Peter Bartello
Research interests
My research employs both theoretical and numerical techniques to study
fluid turbulence in the atmosphere and oceans. A major recent thrust
has been the study of the statistical nature of the flow as a function
of rotation and stratification. The simplifying assumptions employed at
larger scales, that rotation and stratification terms in the governing
equations are predominant and approximately balanced by other terms,
become invalid at smaller scales. The interactions between large-scale
vortices and more general turbulent and wave motions are therefore the
subject of these studies, as is the effect on the turbulent transport
of passive scalars such as pollutants or ozone. A simple example is
whether turbulent motions preferentially send energy downscale (as in a
breaking wave at the shore) or upscale (as in the merging of two eddies
to make a larger one). Both are known to occur, depending on the
relative strengths of rotation and stratification. Both must be
accounted ! for in coarse-resolution models, such as the ones used for
weather and climate studies, but clearly in a different way.

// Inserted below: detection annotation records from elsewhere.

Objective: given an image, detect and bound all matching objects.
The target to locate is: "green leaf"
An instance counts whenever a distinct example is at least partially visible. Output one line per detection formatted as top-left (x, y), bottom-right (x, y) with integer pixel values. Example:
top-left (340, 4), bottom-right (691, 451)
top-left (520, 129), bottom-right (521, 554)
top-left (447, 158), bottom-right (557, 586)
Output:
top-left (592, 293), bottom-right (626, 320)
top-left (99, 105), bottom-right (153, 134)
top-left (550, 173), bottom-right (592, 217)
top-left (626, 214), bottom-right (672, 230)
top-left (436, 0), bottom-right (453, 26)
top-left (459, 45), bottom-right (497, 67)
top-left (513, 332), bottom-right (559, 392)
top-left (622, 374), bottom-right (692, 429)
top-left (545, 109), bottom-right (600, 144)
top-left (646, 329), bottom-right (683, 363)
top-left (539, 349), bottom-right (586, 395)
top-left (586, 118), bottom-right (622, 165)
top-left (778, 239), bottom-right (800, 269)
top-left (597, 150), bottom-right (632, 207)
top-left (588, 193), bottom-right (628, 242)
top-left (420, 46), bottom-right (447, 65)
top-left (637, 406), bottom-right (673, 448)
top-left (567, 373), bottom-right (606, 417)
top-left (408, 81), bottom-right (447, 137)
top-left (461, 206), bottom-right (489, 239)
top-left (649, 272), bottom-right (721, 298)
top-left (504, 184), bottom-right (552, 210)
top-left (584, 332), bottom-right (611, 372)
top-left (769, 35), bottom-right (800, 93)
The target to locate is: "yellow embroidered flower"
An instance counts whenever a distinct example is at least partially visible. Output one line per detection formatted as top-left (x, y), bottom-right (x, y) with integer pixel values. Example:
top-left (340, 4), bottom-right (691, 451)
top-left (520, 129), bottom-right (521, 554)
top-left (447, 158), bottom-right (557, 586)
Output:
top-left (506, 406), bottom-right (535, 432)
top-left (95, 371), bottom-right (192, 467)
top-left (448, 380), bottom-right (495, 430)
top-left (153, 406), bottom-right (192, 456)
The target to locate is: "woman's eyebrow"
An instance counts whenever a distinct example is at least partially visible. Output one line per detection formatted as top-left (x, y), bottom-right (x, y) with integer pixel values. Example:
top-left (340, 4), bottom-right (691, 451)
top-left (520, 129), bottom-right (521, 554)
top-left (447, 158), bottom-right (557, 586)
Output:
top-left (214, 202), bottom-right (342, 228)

In the large-scale limit wave motion is dissipated via downscale
transfer to molecular scales. In this environment attention is
naturally directed to the vortices, as they dominate the flow. They
have often been considered as isolated, both from each other and from
the rest of the motion. However, a recent examination of large-scale
turbulence without waves (2D turbulence) was able to formalize the
separation between isolated eddies and a low-level background of
vorticity filaments. It remains to be seen whether these results extend
to more complete models of geophysical flows.
Since there is a reliance on numerical simulation, research on the
numerics is undertaken in parallel. At the expense of accuracy, weather
and climate models are forced to use numerical methods that allow for
an enormous reduction in the true range of time and length scales.
Minimizing the numerical damage as a function of flow statistics is
another research priority.
I am also involved with the Applied Math group in the Department of
Mathematics and Statistics as well as the McGill seminar series in
Computational Science and Engineering.